Bir dilin ölümünden duyduğumuz üzüntü karmaşıktır. Boa Senior’un ölümü yalnızca bir dilin yok oluşuna işaret etmiyor. Bu aynı zamanda bir zamanlar parçası olduğu, dilbilimcilerin ve antropologların büyük ilgisini çeken ve yok oluşu baskı ve şiddetten kaynaklanan bir kültürel kaybın da göstergesi. Buna ek olarak, bir dili konuşan son bir kişi kalması fikrinde melankolik bir şey var; Boa Senior gibi, bir zamanlar anadilinde sohbet edebildiği insanları kaybetmenin acısını deneyimleyen bir kişi. Tüm bu yaşananlar bir zamanlar gelişen bir kültürün ölene kadar baskı altında tutulması, yalnızlık ve sevdiklerini kaybetmek bir dilin ölümünü içerip içermediğine bakılmaksızın kötü şeylerdir.

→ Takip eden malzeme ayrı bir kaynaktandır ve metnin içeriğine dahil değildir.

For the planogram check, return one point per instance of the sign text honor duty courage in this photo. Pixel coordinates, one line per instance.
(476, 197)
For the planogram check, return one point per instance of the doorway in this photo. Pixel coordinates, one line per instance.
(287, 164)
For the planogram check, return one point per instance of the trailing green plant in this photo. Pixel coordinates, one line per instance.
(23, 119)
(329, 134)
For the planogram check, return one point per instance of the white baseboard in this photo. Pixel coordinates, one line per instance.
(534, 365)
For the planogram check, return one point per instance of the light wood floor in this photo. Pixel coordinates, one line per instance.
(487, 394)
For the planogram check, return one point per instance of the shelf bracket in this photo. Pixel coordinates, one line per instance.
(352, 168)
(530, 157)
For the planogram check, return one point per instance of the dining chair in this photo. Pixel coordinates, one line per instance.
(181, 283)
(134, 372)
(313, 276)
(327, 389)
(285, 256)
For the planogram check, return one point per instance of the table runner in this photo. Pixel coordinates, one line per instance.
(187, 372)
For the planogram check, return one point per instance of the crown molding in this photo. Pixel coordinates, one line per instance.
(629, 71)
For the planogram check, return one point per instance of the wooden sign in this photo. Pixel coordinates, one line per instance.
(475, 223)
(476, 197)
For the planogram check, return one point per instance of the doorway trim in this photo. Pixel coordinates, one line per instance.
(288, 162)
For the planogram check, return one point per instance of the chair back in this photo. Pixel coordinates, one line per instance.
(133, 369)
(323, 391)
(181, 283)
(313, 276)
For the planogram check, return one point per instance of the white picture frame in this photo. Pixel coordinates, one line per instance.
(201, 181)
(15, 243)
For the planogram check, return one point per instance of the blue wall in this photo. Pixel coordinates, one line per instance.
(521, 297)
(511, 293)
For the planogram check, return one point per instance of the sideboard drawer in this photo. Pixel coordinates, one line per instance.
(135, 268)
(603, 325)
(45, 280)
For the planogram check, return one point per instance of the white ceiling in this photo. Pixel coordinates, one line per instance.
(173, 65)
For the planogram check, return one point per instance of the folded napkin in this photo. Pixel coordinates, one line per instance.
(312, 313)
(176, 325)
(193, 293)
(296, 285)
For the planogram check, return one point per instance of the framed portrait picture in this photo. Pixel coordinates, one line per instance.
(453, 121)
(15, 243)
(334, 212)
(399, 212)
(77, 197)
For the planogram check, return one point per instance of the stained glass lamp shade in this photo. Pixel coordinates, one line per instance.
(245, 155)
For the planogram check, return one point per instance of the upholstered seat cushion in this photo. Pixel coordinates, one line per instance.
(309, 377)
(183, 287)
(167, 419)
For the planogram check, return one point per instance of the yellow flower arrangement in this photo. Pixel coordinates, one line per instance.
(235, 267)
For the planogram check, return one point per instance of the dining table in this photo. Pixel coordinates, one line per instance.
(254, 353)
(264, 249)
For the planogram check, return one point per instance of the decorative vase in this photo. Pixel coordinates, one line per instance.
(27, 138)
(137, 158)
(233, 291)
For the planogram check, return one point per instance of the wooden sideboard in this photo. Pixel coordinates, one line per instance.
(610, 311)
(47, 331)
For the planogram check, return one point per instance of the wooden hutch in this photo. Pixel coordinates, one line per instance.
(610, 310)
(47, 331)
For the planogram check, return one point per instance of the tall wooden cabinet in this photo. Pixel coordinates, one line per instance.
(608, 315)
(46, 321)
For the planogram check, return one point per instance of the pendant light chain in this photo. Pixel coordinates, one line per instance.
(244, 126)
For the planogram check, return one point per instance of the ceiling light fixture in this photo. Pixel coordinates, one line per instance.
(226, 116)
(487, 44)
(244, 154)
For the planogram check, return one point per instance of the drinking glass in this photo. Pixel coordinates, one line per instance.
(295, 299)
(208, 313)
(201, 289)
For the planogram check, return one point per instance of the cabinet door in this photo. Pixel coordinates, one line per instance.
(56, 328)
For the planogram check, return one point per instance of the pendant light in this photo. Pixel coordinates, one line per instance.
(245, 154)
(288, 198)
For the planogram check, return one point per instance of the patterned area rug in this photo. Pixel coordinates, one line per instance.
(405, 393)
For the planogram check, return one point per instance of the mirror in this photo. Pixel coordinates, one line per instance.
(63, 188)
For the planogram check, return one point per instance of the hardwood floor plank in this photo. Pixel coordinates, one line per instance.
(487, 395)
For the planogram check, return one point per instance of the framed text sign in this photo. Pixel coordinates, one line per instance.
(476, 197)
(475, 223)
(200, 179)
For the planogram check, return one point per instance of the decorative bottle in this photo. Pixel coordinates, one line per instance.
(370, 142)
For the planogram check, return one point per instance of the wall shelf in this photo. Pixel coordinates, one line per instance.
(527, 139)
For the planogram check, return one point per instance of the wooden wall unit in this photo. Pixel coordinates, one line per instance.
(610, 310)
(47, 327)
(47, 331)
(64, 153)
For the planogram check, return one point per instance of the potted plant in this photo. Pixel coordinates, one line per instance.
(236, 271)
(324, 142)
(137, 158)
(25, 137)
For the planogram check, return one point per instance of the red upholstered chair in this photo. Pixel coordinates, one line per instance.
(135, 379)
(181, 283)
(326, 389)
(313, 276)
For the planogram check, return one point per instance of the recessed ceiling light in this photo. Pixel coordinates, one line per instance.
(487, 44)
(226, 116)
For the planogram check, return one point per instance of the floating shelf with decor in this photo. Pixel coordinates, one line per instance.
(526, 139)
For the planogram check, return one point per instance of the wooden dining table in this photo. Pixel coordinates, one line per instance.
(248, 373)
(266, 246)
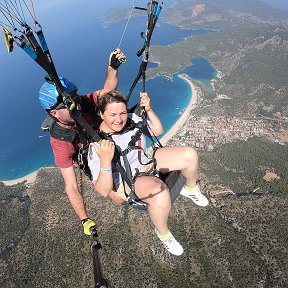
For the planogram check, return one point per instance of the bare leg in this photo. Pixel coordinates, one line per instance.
(184, 159)
(156, 194)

O halde, bir dil öldüğünde duyduğumuz üzüntünün bir kısmı dilin kendisiyle ilgili değildir. Çoğunluğun konuştuğu dillerinde trajik hikayeler yoktur ve bu yüzden duygularımızı aynı şekilde etkilemezler. Beklendiği üzere, azınlık dillerine yönelik kaygılar genellikle duygusal olarak değerlendirilmektedir. Dil politikaları üzerine çalışan araştırmacılar, çoğunlukla yararlı oldukları ve ilerlemeyi kolaylaştırdıkları için çoğunluğun konuştuğu dillere büyük değer verildiğini, azınlık dillerinin ise ilerlemenin önündeki engeller olarak görüldüğünü ve bu dillere verilen değerin çoğunlukla duygusal olduğunu gözlemlemişlerdir.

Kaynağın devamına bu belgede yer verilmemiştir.